Abiotic and biotic factors cause plant wounding and trigger complex short- and long-term responses at the local and systemic levels. These responses are under the control of complex signaling pathways, which are still poorly understood. Here, we show that the rapid activation of clade-A mitogen-activated protein kinases (MAPKs) MPK3 and MPK6 by wounding depends on the upstream MAPK kinases MKK4 and MKK5 but is independent of jasmonic acid (JA) signaling. In addition, this fast module does not control wound-triggered JA accumulation in Arabidopsis (Arabidopsis thaliana), unlike its orthologs in tobacco. We also demonstrate that a second MAPK module, composed of MKK3 and the clade-C MAPKs MPK1/2/7, is activated by wounding in a MKK4/5-independent manner. We provide evidence that the activation of this MKK3-MPK1/2/7 module occurs mainly through wound-induced JA production via the transcriptional regulation of upstream clade-III MAP3Ks, particularly MAP3K14. We show that mkk3 mutant plants are more susceptible to herbivory from larvae of the generalist lepidopteran herbivore Spodoptera littoralis, indicating that the MKK3-MPK1/2/7 module is involved in counteracting insect feeding.
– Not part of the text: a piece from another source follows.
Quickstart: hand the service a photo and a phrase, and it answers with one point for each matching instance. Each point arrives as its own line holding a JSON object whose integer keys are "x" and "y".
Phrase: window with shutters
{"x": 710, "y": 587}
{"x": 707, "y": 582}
非生物和生物因素导致植物受伤，并在局部和全身水平引发复杂的短期和长期反应。这些响应受复杂的信号通路的控制，人们对此仍然知之甚少。在这里，我们显示通过伤口快速激活进化枝A丝裂原活化蛋白激酶（MAPKs）MPK3和MPK6取决于上游MAPK激酶MKK4和MKK5，但独立于茉莉酸（JA）信号传导。此外，该快速模块无法控制在拟南芥（Arabidopsis thaliana）中伤口触发的JA积累），与烟草中的直系同源物不同。我们还证明了由MKK3和进化枝C MAPKs MPK1 / 2/7组成的第二个MAPK模块通过以MKK4 / 5独立的方式受伤而被激活。我们提供的证据表明，此MKK3-MPK1 / 2/7模块的激活主要通过上游进化枝III MAP3K（尤其是MAP3K14）的转录调控，通过伤口诱导的JA产生而发生。我们显示mkk3突变植物更容易从食虫从通用鳞翅目食草动物斜纹夜蛾幼虫的食草性，表明MKK3-MPK1 / 2/7模块参与抵消昆虫的摄食。